REBECCA MORGAN FRANK

Mothman

          after Elizabeth Bishop and Morgan Mayback

His appearance is theatrical–
begins as a wholesome puppet show
made of his wings shadowed across
the floor, on the roof of the lamp.
Soon he manages to expand, take over
the bedroom, his wings darkening
as he moves dragonly towards us,
his delicate beauty masked in projection.
He is the biggest creature to haunt us.
He is astonishing in his grandeur
until the histrionic snap of the window shade
erases him. Somewhat. Small, he floats.


Vaucanson’s Digesting Duck (1739)

Even the past’s evolving future
is scatological by nature.

A copper digesting bird
quacks, eats pellets

then passes them, then
gives birth to Baby

Alive and the colonoscopy–
for hundreds of years now

we’ve witnessed the stomach
in motion, a machinery

at work, more magical
with science than without.

We had to imitate it
in order to see inside ourselves.

For when is a duck a duck?
If it looks like a duck, quacks

like a duck, walks like a duck.
Everything we know about

the digesting duck
is from an imitation.

We’ve been trying to get back
to the real thing.

Soon the child
discovers the doll’s digestion

is just an act, not an action,
but a sleight of works–

a secret compartment of shit
kept the duck in business.

Vaucanson’s duck was a horse
of an entirely different color.

When is a duck, a horse?
Everything a metaphor

of our own making.
While outside, ducks move

across the pond.
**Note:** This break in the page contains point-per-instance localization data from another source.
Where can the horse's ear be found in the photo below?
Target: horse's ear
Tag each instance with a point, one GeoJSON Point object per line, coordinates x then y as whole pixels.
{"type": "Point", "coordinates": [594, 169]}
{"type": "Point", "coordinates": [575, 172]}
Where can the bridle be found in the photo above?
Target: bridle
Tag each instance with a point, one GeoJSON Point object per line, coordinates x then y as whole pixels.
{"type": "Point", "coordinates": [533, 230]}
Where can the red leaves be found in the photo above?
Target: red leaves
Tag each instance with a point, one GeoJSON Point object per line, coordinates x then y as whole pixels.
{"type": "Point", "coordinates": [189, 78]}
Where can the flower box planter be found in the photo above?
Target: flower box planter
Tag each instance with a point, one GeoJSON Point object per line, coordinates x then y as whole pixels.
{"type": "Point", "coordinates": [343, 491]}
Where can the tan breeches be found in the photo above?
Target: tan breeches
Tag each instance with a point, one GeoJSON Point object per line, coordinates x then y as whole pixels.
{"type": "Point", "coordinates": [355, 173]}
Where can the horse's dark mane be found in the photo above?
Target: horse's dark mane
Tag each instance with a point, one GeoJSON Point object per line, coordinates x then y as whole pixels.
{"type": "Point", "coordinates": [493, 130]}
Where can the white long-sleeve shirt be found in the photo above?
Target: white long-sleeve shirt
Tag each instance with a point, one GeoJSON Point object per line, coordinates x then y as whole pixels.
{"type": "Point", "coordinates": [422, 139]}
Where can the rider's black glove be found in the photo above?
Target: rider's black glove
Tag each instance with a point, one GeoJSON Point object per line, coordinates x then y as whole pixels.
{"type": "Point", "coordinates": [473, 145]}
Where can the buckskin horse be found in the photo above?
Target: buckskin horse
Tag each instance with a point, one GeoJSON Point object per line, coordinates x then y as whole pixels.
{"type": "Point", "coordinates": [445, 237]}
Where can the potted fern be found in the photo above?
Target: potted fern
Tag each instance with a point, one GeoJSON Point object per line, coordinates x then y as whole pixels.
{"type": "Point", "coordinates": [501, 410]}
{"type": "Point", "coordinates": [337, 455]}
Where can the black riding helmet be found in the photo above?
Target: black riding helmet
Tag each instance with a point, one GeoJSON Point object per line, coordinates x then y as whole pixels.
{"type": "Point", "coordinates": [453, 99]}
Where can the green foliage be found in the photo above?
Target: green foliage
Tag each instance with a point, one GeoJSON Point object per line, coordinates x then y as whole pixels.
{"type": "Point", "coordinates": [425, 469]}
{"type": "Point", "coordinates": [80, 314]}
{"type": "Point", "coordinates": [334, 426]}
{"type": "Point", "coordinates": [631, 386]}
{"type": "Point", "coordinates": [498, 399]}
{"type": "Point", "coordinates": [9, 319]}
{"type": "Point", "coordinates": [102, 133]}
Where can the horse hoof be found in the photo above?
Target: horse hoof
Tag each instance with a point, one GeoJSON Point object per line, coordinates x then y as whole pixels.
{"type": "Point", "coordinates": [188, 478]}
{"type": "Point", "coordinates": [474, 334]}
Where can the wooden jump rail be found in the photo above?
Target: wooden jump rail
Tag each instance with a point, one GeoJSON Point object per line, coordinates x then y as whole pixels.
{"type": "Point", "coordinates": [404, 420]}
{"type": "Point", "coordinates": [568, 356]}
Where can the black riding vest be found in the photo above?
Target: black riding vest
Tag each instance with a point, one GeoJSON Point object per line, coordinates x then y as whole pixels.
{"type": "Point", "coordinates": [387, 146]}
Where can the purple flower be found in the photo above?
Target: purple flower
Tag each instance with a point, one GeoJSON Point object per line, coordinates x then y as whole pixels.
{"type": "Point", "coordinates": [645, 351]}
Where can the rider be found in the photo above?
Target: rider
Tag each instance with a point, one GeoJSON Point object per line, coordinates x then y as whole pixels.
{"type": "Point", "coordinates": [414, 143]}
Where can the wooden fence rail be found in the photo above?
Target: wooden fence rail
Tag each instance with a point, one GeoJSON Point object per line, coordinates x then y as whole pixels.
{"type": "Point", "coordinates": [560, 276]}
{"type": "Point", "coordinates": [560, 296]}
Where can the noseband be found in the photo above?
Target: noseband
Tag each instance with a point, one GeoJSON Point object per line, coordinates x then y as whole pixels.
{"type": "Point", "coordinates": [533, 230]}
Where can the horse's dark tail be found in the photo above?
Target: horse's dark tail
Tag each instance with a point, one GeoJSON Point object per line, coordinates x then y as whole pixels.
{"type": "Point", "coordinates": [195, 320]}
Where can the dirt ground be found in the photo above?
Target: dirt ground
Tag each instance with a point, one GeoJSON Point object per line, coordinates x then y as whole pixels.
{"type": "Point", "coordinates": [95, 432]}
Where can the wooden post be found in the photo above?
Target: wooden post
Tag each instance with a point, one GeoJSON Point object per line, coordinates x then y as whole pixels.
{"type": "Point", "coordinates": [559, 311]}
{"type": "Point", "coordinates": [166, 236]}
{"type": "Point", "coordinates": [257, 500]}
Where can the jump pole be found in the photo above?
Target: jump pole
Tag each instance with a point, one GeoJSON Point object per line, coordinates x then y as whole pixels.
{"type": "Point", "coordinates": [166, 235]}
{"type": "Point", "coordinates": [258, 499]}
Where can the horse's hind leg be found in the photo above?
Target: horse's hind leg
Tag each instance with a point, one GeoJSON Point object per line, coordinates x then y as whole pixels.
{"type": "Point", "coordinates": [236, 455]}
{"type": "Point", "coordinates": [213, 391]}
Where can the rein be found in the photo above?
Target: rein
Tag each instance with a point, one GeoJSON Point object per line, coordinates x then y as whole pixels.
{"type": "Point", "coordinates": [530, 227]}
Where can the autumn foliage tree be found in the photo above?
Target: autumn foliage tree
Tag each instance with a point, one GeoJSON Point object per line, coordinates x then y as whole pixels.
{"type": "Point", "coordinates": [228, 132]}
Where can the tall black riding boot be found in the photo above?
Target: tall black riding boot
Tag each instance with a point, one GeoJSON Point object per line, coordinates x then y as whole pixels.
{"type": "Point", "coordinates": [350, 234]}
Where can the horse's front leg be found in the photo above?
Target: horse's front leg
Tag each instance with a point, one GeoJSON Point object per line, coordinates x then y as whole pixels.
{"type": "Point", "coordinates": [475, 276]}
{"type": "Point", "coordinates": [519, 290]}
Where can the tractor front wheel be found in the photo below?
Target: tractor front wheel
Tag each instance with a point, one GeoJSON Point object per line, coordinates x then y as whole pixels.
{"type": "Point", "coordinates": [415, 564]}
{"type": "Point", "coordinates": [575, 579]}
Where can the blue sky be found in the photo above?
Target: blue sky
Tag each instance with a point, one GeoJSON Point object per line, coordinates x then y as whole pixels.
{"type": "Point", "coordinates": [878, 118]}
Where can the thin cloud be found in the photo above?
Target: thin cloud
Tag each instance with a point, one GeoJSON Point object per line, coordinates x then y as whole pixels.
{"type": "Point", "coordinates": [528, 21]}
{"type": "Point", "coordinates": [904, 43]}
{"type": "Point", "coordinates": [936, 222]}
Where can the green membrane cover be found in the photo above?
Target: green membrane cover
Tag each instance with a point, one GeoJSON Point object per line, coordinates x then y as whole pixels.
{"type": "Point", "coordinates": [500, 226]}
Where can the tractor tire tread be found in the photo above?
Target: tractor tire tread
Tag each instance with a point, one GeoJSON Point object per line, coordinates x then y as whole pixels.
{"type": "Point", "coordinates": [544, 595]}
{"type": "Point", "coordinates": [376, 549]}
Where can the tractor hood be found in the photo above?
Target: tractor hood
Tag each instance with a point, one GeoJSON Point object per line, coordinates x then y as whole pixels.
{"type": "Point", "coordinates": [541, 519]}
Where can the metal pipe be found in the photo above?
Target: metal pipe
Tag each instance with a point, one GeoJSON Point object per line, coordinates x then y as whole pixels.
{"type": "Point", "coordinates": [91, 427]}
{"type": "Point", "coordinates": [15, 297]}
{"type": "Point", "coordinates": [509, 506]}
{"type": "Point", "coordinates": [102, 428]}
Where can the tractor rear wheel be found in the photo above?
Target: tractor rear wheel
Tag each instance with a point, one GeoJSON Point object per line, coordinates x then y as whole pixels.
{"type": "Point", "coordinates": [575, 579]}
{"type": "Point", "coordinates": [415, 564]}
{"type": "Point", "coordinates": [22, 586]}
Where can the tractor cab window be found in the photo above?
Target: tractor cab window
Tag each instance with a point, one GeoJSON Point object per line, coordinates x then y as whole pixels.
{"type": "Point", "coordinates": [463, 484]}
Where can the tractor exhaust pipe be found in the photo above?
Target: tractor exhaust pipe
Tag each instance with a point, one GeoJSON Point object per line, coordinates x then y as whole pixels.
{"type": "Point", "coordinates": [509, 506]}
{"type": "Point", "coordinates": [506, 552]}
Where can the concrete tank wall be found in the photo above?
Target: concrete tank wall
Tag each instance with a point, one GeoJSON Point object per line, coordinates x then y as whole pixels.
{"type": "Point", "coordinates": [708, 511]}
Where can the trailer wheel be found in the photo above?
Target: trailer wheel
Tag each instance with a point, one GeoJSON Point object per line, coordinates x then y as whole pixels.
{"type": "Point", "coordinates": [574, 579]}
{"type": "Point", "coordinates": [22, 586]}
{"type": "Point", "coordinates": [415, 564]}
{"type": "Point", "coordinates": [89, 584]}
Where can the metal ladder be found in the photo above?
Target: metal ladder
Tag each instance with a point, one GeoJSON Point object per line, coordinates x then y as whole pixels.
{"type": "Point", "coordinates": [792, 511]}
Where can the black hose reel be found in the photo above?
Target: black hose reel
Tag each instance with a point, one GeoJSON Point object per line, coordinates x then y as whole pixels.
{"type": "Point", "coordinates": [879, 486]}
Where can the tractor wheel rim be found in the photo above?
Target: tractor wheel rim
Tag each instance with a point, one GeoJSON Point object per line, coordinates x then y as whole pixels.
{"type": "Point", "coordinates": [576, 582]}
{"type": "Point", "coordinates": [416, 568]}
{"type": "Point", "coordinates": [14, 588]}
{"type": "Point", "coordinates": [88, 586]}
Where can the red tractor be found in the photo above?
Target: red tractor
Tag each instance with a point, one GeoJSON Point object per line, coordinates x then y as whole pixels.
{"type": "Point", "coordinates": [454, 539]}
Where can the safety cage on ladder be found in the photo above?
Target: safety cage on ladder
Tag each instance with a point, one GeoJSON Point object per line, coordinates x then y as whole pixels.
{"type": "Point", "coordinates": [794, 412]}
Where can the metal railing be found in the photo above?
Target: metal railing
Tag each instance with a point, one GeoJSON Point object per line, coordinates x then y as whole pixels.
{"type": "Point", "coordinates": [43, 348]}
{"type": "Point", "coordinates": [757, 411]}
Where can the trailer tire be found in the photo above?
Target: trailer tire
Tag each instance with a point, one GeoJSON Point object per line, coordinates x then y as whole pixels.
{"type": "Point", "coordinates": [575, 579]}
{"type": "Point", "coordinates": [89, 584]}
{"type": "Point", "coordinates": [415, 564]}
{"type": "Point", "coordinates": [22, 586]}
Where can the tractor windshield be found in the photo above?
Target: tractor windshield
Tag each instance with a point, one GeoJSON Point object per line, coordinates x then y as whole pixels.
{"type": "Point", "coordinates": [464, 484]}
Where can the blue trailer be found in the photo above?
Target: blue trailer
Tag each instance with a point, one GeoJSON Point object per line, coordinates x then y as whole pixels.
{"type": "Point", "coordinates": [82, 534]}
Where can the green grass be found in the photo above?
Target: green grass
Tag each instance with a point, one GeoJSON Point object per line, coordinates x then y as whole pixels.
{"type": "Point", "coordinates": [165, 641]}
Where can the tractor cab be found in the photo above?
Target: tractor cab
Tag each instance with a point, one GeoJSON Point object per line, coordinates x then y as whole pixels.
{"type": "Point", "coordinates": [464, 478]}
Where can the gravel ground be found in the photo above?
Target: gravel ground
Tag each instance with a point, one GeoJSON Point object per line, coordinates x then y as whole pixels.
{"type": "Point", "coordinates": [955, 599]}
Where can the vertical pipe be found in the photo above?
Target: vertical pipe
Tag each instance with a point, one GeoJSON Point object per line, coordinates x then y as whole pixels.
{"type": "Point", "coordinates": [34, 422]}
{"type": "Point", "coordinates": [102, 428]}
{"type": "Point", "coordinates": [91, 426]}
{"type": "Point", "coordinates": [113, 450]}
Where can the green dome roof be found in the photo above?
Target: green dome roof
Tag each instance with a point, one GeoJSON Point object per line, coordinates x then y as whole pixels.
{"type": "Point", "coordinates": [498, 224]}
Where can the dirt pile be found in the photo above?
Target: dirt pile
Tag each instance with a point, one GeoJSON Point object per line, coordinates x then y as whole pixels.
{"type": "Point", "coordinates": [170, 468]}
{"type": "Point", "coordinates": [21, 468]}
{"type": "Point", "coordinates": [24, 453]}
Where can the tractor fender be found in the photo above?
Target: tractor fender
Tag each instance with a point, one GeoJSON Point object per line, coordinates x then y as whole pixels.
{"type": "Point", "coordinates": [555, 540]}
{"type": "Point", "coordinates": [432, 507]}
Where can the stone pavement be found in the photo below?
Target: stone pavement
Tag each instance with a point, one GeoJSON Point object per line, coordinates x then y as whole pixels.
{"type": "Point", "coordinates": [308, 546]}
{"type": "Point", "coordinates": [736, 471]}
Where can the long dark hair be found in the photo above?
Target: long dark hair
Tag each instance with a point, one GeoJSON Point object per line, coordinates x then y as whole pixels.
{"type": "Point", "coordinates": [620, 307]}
See how they
dive, shake, navigate return.

 

REBECCA MORGAN FRANK is the author of three collections of poetry: Sometimes We’re All Living in a Foreign Country (Carnegie Mellon 2017); The Spokes of Venus (Carnegie Mellon 2016); and Little Murders Everywhere, shortlisted for the Kate Tufts Discovery Award. Her poems have appeared such places as The New Yorker, American Poetry Review, Ploughshares, Guernica, and the Harvard Review. She is the Jacob Ziskind Poet in Residence at Brandeis University and co-founder and editor-in-chief of the online literary magazine Memorious.org.